About a week or so ago I announced that I believed I was done with the rough draft of Prelude to Forever, the story of how Rachel and John met and fell in love before A Symphony of Cicadas. Having planned on this book being a novelette, I was satisfied with the shorter length, and the place I would leave off at. I hand-wrote the whole rough draft of the book, and have been spending the time since that announcement retyping everything I wrote. It’s been an arduous process, though somewhat satisfying as I am able to edit as I go, creating a much cleaner version of what I’ve been writing. And the story is evolving slightly, adding a few interesting layers to characters and their situations.
Of course, a few details I’d planned have changed too. In doing so, I have opened the door to continuing the story beyond what I have already written – meaning this might be more of a full-length novel than a novelette. The original story was just going to focus on John and Rachel’s romance. But now I am expanding to what it’s like to blend a family – all the messy and awkward parts of it.

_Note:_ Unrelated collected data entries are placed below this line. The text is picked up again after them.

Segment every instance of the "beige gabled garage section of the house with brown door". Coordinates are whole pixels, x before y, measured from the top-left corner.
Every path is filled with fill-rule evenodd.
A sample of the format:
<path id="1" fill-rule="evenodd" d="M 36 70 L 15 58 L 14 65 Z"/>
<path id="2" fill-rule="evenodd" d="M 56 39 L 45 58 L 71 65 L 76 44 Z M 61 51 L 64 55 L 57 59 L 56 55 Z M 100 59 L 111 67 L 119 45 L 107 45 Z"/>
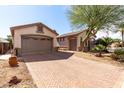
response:
<path id="1" fill-rule="evenodd" d="M 57 47 L 55 30 L 38 22 L 10 28 L 16 55 L 51 52 Z"/>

Thing is, this is a scary thing to write about, mostly because it hits so close to home. When I had first planned on writing this story, the family blending was the biggest reason why. But slowly I started to phase that part out. I see now it’s because writing about it would make me have to face things in my own home that were uncomfortable or unpleasant.
I see step-families all around me, and some of them act as if blending their family was the most natural thing in the world. The others act as if their stepchildren were spawn of the devil. Our family is somewhere in the middle, where things are neither terrible or all that great. There are some days where it feels like our family is just cruising along, and everything is going like clockwork. And there are other days when we’ve never felt more disjointed. Both my husband and I have a mental list going on how much better the other person’s child would have been if we’d raised them with our opposite ideals. Our children have a mental list of why their stepparent is weird and unapproachable. And the list of inequities on all sides is a mile long.
And then there are the little surprises, like the other day when my teenage stepson greeted me with a heartfelt hug when I came home from work – the second or third hug we’ve shared in the six-and-a-half years we’ve known each other…and it made me so happy I did all his chores for him.
Today I was listening to a podcast on writing, and the subject was about the creative process. The point in it was to put energy towards the things you’re excited about. If a project is draining you, it might be time to set it down and walk away. It may be the wrong project.
Listening to this, I realized how draining this story is to me right now. And all day long I’ve been mulling over whether it’s time to set this down and start on something new. It’s tempting – there’s one project I’ve placed on the back burner that I’m itching to dive into. But I’ve also realized that I’m struggling with this story because it’s edging a place in my own life that’s difficult to write about. As I get closer to that part of the story, the temptation to walk away from the book grows.
So for now, I’m sticking with the story. I’m not sure how many people will actually be affected whether I write this story or not, but I realize I need to at least try. There still might come a day when I decide I need to put this down for my own sanity. But for now, I’m going to let Rachel, John, Joey, and Sam share their story through me, and maybe even offer a few answers towards my own messy family.